Until now, prone positioning did not show survival benefit in patients with ARDS. Extracorporeal membrane
oxygenation (ECMO) based management improved survival in patients with severe ARDS. ECMO can be a
management option in severe ARDS. Sedation is a standard practice in critically ill patients needing mechanical
ventilation. However, Danish group reported less sedation of critically ill patients receiving mechanical ventilation
was associated with an increase in days without ventilation. Although this single center study has some limitations,
the overall results are promising.

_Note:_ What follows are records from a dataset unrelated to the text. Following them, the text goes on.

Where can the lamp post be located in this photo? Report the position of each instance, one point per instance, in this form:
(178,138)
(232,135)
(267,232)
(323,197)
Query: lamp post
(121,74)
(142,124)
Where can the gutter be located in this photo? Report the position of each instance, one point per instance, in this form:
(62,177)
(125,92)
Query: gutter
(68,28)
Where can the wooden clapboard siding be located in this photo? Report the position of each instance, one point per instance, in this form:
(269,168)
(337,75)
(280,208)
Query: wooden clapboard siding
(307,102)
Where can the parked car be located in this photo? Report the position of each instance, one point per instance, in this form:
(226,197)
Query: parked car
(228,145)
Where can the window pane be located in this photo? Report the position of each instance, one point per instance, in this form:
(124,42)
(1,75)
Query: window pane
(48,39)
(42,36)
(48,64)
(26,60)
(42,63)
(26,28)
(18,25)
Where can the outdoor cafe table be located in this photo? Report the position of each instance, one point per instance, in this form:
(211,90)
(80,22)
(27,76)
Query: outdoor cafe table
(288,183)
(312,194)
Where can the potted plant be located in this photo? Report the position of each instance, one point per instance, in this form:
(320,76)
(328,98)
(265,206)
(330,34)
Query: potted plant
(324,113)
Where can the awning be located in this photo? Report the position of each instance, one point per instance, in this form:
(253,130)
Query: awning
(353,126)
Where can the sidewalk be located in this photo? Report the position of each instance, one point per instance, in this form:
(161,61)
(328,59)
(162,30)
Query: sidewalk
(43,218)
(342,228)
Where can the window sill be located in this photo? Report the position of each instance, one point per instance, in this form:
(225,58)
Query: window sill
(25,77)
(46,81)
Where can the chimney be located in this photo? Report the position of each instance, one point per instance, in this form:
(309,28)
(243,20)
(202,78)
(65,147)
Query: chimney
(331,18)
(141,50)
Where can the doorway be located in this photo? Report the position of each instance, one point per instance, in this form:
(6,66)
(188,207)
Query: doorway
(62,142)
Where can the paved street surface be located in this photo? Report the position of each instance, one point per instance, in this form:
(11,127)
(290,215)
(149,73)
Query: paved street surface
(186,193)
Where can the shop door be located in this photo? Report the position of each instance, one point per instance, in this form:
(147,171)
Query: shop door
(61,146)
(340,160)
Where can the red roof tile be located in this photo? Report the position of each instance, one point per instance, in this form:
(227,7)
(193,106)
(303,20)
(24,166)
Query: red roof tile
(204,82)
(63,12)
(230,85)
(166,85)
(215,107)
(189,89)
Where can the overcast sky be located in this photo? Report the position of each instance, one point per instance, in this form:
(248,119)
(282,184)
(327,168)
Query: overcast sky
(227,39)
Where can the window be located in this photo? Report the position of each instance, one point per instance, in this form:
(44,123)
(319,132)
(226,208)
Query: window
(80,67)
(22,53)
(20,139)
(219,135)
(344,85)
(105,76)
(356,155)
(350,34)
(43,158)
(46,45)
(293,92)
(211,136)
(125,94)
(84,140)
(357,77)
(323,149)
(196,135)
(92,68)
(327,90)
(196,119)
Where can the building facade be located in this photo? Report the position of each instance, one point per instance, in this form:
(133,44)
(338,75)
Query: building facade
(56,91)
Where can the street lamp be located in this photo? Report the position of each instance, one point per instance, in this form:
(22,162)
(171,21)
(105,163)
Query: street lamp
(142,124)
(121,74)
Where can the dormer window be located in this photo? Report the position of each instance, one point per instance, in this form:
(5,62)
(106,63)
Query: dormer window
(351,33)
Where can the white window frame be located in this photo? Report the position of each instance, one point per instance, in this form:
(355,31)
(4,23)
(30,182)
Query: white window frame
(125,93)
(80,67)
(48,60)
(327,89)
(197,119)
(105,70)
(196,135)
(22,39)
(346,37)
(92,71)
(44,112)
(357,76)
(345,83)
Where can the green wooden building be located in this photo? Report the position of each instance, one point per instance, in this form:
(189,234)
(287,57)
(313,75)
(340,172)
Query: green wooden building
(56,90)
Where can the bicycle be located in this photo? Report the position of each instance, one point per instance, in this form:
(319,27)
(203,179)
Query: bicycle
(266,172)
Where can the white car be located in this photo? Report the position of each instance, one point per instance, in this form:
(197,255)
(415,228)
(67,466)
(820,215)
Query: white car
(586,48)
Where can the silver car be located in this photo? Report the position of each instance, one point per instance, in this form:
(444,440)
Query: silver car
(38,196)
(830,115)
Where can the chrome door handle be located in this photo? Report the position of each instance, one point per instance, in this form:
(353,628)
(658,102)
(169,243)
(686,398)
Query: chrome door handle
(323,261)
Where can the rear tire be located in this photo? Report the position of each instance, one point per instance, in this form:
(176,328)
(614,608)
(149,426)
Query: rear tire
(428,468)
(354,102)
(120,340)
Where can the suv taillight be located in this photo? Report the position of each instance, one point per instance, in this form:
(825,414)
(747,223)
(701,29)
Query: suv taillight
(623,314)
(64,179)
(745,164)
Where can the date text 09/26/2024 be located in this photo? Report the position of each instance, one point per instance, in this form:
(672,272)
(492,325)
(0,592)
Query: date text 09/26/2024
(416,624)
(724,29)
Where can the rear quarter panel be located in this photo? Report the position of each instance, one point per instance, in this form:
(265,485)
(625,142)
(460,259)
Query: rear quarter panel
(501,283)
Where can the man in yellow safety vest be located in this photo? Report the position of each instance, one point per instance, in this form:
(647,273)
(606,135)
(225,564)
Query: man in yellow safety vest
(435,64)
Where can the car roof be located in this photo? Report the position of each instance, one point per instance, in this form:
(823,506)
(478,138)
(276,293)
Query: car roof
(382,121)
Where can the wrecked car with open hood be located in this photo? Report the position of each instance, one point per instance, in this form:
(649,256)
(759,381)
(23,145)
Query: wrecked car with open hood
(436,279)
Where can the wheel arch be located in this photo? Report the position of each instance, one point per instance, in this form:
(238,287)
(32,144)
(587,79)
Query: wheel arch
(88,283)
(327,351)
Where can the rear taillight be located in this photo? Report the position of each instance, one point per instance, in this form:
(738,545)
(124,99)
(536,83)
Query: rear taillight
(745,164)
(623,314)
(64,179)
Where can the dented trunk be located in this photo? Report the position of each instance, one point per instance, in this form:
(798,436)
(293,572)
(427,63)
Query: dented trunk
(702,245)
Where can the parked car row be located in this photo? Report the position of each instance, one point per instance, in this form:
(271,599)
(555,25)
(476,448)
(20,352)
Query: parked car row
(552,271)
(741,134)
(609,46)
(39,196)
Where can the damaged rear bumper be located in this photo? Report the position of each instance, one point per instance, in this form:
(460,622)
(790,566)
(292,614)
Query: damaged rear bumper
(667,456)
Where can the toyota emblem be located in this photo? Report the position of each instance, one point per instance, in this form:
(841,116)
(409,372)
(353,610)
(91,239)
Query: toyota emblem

Use of maximal sterile barrier precautions (mask, sterile gown, sterile gloves,
and large sterile drapes) with chlorhexidine-impregnated dressing reduced central venous catheter related infection.
Selective oropharyngeal decontamination (application of topical antibiotics in the oropharynx) reduced the mortality
rate of an intensive care unit (ICU) population. Normoglycemia in Intensive Care Evaluation and Survival Using
Glucose Algorithm Regulation (NICE-SUGAR) trial reported intensive glucose control increased mortality among
adults in the ICU. Some of the results of above papers are promising. However, some ideas may need for more
frequent individual assessment and increase the workload of ICU staffs. Before implementation of new practice
in ICU, we should take into consideration of individual hospital situation including human and material resources.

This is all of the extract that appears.